Consider the following two code snippets.

Snippet 1:

l = range(10)
list(l)
m = reversed(l)
list(m)
l = range(-1)
list(l)
list(m)

Snippet 2:

l = range(10)
m = reversed(l)
l = range(-1)
list(l)
list(m)

The only difference between them is that Snippet 2 does not call list(l) and list(m) in its first half.

Bizzarely, the final call to list(m) in Snippet 1 returns

[] 

whereas the final call to list(m) in Snippet 2 returns

[9, 8, 7, 6, 5, 4, 3, 2, 1, 0]  

These are different values!

This is not the behavior I would have expected.

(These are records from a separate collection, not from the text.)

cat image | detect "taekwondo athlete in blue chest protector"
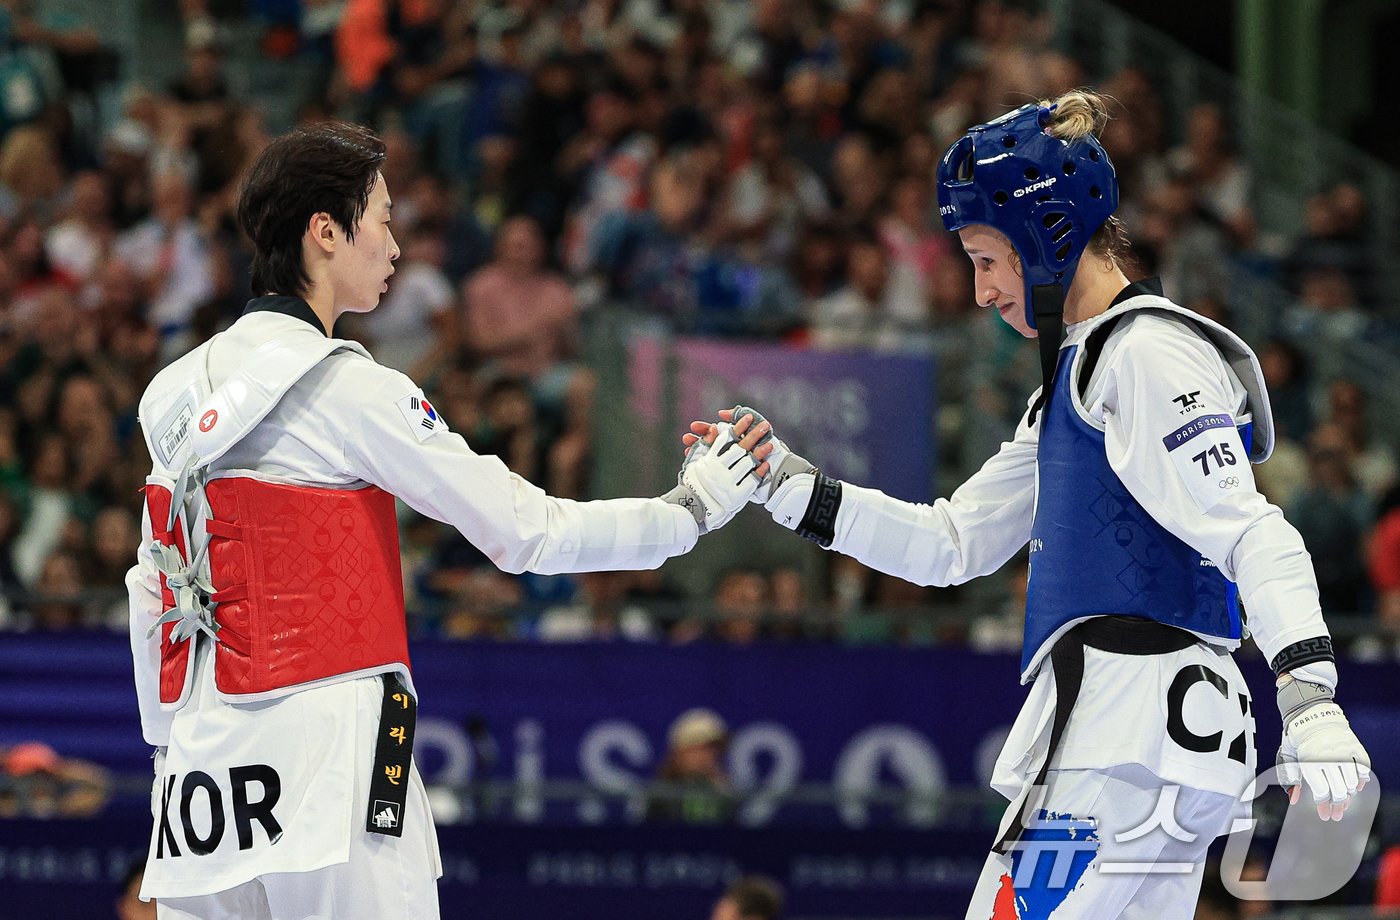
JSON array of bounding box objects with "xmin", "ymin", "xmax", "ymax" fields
[{"xmin": 684, "ymin": 88, "xmax": 1371, "ymax": 919}]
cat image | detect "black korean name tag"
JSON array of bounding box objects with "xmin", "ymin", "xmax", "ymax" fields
[{"xmin": 365, "ymin": 672, "xmax": 416, "ymax": 837}]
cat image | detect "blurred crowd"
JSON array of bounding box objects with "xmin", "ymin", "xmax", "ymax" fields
[{"xmin": 0, "ymin": 0, "xmax": 1393, "ymax": 652}]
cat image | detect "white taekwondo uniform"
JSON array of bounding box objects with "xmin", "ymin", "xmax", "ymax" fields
[
  {"xmin": 129, "ymin": 296, "xmax": 701, "ymax": 918},
  {"xmin": 793, "ymin": 280, "xmax": 1337, "ymax": 918}
]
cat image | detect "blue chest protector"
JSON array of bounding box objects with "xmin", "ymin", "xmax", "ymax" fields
[{"xmin": 1021, "ymin": 339, "xmax": 1247, "ymax": 676}]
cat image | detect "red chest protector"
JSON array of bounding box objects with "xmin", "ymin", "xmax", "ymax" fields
[
  {"xmin": 139, "ymin": 326, "xmax": 415, "ymax": 709},
  {"xmin": 145, "ymin": 476, "xmax": 411, "ymax": 705}
]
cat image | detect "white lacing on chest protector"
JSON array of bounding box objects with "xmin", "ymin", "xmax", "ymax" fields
[{"xmin": 146, "ymin": 453, "xmax": 221, "ymax": 645}]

Presumably, the earlier calls to list(l) and list(m) in Snippet 1 are triggering some kind of memory optimization; is anybody able to explain to me precisely what is going on, please?

>>> l = range(10)
>>> list(l)
[0, 1, 2, 3, 4, 5, 6, 7, 8, 9]
>>> m = reversed(l)
>>> list(m)
[9, 8, 7, 6, 5, 4, 3, 2, 1, 0]
>>> l = range(-1)
>>> list(l)
[]
>>> list(m)
[]
>>>
>>> l = range(10)
>>> m = reversed(l)
>>> l = range(-1)
>>> list(l)
[]
>>> list(m)
[9, 8, 7, 6, 5, 4, 3, 2, 1, 0]

Thank you.

Answer 1

reversed returns an iterator which is single-use: it is exhausted after you feed it to list (which builds a list from the reversed items) the first time.

In consequent runs, it will yield the empty list since m, the iterator supplied, is exhausted and can't yield any more values:

m = reversed(l)
print(m) # <list_reverseiterator at 0x7fd2b8518fd0>
list(m)  # [9, 8, 7, 6, 5, 4, 3, 2, 1, 0]
list(m)  # []  (exhausted)

In your second snippet, you haven't called list on m as you do in the first, thereby not exhausting it.

You're only calling it once, in the end, and getting the list you see.